Observability is the ability to understand a system’s internal state by examining its outputs. Unlike traditional monitoring that focuses on predefined metrics, observability enables you to ask arbitrary questions about your system’s behavior, making it essential for debugging complex distributed systems and understanding emergent behaviors.
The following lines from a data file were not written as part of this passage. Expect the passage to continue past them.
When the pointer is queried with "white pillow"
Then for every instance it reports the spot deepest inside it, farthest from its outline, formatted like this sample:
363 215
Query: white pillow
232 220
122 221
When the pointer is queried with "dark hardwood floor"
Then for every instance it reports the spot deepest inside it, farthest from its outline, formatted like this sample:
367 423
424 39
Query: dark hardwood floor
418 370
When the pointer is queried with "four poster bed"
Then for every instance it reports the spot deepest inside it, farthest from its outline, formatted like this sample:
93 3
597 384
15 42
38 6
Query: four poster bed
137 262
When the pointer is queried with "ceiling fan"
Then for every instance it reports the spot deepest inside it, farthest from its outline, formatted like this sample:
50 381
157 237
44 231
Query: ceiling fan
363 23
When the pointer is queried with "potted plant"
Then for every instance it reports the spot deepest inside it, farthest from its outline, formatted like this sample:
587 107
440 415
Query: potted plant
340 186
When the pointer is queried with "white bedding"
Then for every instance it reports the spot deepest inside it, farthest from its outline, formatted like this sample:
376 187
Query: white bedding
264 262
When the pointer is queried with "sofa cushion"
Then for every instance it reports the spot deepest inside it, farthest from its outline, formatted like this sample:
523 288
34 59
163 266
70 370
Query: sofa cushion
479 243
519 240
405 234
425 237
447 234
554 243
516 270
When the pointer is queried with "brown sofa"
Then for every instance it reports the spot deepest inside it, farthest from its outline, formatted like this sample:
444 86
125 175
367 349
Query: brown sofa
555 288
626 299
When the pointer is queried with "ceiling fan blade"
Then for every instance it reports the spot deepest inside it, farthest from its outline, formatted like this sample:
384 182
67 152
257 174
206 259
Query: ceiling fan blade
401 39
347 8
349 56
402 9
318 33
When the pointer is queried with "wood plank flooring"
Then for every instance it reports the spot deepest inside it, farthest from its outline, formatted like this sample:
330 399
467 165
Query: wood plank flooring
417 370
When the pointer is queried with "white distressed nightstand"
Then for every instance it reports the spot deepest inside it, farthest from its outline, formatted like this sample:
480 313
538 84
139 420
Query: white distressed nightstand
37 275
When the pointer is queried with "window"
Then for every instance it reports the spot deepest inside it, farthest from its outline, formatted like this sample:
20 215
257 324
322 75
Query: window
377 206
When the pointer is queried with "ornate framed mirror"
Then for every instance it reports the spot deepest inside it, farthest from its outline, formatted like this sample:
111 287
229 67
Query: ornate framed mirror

Geode implements comprehensive observability through the three pillars: metrics for quantitative measurements, logs for detailed event records, and traces for request flow visualization. This multi-dimensional approach provides complete visibility into query execution, transaction behavior, resource utilization, and system health.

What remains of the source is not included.